As usual, when I set this up a couple of months ago, I took almost 0 notes along the way. Nothing like trying to remember all the details afterward! This will also be another WIP as I remember what I’ve done and also as I make other changes along the way.

Actual useful information

Main ingredients:

I write most of my code in vscode but I write a lot of content in a text editor (usually Word or Apple Notes) for the grammar/spelling and then copy and paste to vscode for the version control.

All of the content is markdown files. Every commit to the GitHub repo builds the website using mkdocs and pushes it to my garden. The main config files are in / and the content itself lives in the docs directory.4

Monitoring is done with uptime robot.

My garden uses the UNLICENSE.

Into the weeds

In / is a Makefile for mkdocs. This builds the static site and starts up a server for testing. By default the server that launches only runs on localhost, this line in the Makefile will run it on all interfaces:

pdm run mkdocs serve --dev-addr=
Once changes have been made locally, I push my changes to the repo and viola! The site is built. If a build fails, I get an email saying why.

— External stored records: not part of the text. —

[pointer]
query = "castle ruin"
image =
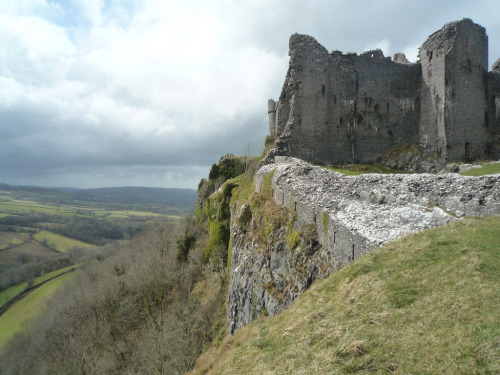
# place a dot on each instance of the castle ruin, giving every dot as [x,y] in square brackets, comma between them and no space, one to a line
[338,108]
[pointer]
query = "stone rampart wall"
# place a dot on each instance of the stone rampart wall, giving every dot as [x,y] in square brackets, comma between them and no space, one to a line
[338,108]
[351,215]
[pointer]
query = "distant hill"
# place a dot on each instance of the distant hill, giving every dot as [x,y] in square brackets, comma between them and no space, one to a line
[136,194]
[179,198]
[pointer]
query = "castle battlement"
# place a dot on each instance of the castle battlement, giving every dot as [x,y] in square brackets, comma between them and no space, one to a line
[347,108]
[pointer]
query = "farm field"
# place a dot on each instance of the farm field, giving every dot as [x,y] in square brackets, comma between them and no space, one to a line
[28,308]
[7,294]
[17,207]
[39,227]
[58,242]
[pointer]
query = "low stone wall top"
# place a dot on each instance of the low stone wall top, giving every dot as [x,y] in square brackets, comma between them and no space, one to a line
[380,207]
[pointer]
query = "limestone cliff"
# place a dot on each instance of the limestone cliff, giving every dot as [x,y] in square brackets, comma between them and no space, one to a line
[303,222]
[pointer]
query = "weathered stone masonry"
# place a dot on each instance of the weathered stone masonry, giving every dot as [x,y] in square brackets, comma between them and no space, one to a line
[352,215]
[344,108]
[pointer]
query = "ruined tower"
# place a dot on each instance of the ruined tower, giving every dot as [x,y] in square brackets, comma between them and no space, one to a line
[343,108]
[454,82]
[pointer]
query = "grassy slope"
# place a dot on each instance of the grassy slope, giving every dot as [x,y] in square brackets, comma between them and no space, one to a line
[9,293]
[52,274]
[58,242]
[428,303]
[23,311]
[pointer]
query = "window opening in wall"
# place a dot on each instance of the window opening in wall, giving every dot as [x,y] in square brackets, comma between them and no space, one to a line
[467,151]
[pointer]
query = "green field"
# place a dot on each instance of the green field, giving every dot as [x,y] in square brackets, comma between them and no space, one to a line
[47,276]
[58,242]
[425,304]
[8,239]
[17,206]
[22,312]
[7,294]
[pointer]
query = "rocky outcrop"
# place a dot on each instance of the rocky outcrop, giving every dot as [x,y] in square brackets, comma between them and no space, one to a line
[304,221]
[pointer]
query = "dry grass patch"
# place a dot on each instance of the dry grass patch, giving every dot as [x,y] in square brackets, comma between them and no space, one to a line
[427,303]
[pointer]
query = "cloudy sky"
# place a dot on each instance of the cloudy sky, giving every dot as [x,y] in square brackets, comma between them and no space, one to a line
[100,93]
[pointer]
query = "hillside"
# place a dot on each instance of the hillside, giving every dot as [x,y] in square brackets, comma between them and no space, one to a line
[121,196]
[423,304]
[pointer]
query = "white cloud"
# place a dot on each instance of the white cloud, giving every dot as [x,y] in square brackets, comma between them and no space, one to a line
[149,82]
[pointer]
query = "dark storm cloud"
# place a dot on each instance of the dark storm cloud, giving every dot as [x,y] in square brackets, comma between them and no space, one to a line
[106,93]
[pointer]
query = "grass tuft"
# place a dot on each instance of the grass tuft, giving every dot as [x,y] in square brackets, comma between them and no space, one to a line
[424,304]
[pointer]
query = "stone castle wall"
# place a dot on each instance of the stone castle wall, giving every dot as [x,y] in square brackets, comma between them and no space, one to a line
[349,215]
[344,108]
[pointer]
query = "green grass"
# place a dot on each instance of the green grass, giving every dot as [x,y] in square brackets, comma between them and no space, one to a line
[9,293]
[22,312]
[58,242]
[425,304]
[50,275]
[17,206]
[484,170]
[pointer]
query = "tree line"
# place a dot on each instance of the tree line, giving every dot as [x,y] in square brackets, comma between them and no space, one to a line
[150,307]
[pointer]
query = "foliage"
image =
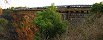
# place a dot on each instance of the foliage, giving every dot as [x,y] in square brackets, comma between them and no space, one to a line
[3,22]
[97,7]
[49,22]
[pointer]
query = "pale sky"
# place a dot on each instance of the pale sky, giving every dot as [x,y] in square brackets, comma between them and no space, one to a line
[40,3]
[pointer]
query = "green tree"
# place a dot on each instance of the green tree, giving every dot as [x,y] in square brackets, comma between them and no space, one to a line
[50,23]
[3,23]
[98,9]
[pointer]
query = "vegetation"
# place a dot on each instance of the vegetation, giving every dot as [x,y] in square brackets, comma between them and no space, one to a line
[49,23]
[3,23]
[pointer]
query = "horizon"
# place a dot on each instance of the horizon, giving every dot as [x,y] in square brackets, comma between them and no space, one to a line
[43,3]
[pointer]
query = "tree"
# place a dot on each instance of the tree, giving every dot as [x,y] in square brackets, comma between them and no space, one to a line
[50,23]
[98,9]
[3,23]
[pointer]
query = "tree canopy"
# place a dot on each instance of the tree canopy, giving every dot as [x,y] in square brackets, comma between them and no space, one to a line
[49,22]
[97,8]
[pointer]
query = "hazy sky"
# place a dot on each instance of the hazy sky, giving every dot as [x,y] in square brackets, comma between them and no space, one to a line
[39,3]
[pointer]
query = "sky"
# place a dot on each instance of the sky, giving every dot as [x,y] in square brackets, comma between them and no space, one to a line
[41,3]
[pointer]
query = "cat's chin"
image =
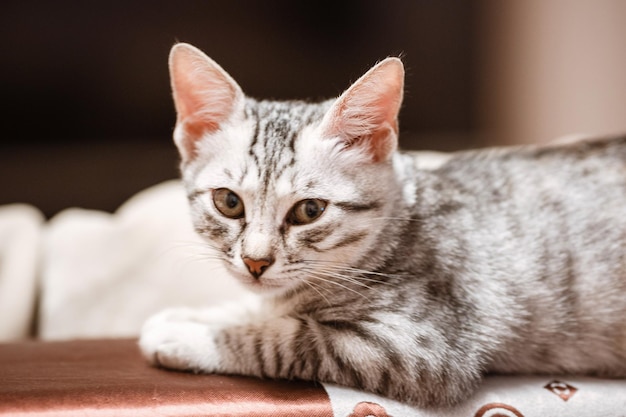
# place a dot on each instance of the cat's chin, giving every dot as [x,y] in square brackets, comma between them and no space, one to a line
[263,285]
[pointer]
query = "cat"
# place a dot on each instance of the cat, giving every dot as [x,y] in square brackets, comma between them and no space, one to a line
[380,271]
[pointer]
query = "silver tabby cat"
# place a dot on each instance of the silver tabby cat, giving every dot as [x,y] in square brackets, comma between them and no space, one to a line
[381,271]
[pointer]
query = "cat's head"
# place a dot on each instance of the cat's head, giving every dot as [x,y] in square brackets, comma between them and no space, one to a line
[286,192]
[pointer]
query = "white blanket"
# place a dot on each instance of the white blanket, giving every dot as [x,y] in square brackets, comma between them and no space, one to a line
[20,234]
[104,274]
[101,275]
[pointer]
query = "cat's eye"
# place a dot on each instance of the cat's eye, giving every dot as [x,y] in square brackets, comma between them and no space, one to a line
[306,211]
[228,203]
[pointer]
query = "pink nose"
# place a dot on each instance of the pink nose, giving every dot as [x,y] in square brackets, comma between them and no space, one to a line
[257,266]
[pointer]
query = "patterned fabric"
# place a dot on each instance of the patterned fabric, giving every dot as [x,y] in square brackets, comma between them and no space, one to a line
[109,378]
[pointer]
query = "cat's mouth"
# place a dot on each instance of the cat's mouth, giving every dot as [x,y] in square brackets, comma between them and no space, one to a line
[263,284]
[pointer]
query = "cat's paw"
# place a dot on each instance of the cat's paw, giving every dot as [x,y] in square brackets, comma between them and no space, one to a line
[171,340]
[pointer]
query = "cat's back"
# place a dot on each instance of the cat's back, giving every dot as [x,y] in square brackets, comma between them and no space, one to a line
[545,227]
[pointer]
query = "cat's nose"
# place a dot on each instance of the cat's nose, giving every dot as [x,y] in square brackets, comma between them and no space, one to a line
[257,266]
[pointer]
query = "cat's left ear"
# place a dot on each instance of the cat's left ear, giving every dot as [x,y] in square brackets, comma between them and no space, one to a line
[365,117]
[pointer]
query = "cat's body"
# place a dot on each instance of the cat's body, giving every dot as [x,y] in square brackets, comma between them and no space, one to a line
[383,273]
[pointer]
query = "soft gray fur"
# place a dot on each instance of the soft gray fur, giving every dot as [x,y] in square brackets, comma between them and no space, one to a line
[416,279]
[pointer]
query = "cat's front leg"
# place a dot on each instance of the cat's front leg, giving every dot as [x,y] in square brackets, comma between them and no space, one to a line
[183,338]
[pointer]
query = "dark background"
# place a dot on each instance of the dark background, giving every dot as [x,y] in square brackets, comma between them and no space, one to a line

I’m using markdown link checker as a GitHub action so when new changes are pushed will verify all the links. Currently5 this bit fails every run because of so many false positives, but I intend to fix that in all of my copious free time.™. Luckily it still builds and deploys so…

Gave up on markdown link checker after a few days of seeing errors being defeated by the configs. I just have better things to be doing and in all honesty, mkdocs does a fine job at link checking so maybe when I get around to it I'll come up with something else to check external links. The link checker didn't like a lot of the stuff in the security section and I suspect most others will as well, so maybe some other time.

As mentioned at the bottom of the README, the stats are done with SCC.

DNS Records for custom domain should point to the appropriate address


  1. Opportunity is key since I definitely don’t have an eye for art 

  2. What is a fork? A GitHub fork is a copy of a repository (repo) that sits in your account rather than the account from which you forked the data from. Once you have forked a repo, you own your forked copy. This means that you can edit the contents of your forked repository without impacting the parent repo.